Tips For Producing Clematis
Advice from Roseville Farms on producing clematis.
September 13, 2012
The information outlined below is general information for container-grown clematis. Your actual cultural conditions may vary. Clematis are classed as a hardy flowering vine. Their requirements change throughout the year. Container clematis performs better during the brightest times of the year under approximately 30 percent shade. They will tolerate extended periods below freezing if managed properly. Clematis requires a dormancy period, which we refer to as the vernalization period. Proper vernalization is important for vigorous growth.
Our clematis plugs and 4-inch liners should be planted 0.50 inches below soil level. They should be planted in a well-drained media composed of bark and Canadian peat with a pH between 5.5 and 6.5. Other media that you grow perennials in can work as well. The liner trays should be watered before planting, and the pots should be watered immediately after planting. The soil should be amended with a medium-term well-balanced fertilizer such as Nutricote 18-6-8 at 8 to 10 pounds per yard. Even at these rates, liquid feed can be used to supplement the fertilizer program. Don’t let the pH rise over time.
Clematis prefers to dry down moderately. Repetitive irrigations that keep the crop saturated will lead to problems. Edge watering may be needed to keep the crop evenly irrigated. During the dormant period (November through March) they will need much less water. At this time, dryer is better than wetter. If the crop will receive sustained below-freezing temperatures, they must be well watered before this time.
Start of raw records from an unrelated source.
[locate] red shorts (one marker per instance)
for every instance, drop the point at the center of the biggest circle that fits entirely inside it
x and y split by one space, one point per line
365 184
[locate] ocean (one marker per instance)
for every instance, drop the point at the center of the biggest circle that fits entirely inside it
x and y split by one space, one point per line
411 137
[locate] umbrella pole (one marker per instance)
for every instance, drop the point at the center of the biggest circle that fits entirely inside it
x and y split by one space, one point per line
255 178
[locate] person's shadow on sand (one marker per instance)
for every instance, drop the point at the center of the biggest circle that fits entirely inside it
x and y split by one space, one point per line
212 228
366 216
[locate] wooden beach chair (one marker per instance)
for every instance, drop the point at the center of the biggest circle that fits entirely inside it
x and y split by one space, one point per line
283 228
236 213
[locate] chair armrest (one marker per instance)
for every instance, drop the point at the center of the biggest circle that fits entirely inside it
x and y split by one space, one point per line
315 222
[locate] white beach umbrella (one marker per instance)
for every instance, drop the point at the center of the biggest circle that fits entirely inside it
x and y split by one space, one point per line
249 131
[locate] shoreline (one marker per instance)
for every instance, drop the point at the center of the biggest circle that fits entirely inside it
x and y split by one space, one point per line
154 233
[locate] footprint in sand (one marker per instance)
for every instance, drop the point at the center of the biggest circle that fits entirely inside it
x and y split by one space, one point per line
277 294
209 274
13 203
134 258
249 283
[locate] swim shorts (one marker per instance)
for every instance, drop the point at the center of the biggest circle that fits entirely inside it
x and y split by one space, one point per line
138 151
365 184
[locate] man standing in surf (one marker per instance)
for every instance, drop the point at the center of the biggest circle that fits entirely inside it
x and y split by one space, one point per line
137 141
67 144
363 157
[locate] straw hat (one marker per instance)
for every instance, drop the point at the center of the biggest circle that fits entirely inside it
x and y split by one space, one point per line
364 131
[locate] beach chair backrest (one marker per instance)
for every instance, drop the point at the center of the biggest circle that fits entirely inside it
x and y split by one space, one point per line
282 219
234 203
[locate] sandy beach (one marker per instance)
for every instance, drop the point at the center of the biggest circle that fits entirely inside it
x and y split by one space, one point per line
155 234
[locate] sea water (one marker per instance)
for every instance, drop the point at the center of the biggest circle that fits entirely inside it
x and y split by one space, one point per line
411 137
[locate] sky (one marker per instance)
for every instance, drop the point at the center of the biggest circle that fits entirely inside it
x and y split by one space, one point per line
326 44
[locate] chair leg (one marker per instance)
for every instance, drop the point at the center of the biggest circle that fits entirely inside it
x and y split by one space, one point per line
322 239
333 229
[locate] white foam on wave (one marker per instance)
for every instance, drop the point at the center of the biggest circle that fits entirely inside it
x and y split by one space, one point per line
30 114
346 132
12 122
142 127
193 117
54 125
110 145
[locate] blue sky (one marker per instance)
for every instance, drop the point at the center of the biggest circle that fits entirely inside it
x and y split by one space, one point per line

If you are receiving vernalized plugs or liners and planting in January or February, for best results night temperatures should be kept at or above 40°F and day temperatures should not be allowed to get above 85°F. If you transplant in the summer and fall, you will need to overwinter the crop. This is best accomplished in a structure that can be kept at 32°F during the night and should not be allowed to get above 50°F (if possible) during the day. After eight to 10 weeks in these conditions the plants can be warmed up and will start to grow.
Insect Pests And Diseases
Pests on clematis include mites, caterpillars, mealybugs, snails and aphids. Safe chemical insecticides/miticides include Sandmite, Floramite, Sevin, Closure, Mesurol and chloropyrifros. Fungicides that seem to be safe include Contrast, Medallion, ChipcoGT 26, Subdue Maxx, Dithane and Kocide. Always read the label.
Vernalized 50-cell plugs planted in the early spring will finish a 4-inch pot in eight to 10 weeks. Vernalized 4-inch pots are recommended for finishing a 6-inch/1 gallon pot from an early spring planting. Vernalized 4-inch plants will flush to finish in six weeks. They will finish a 6-inch/1 gallon pot in six to eight weeks.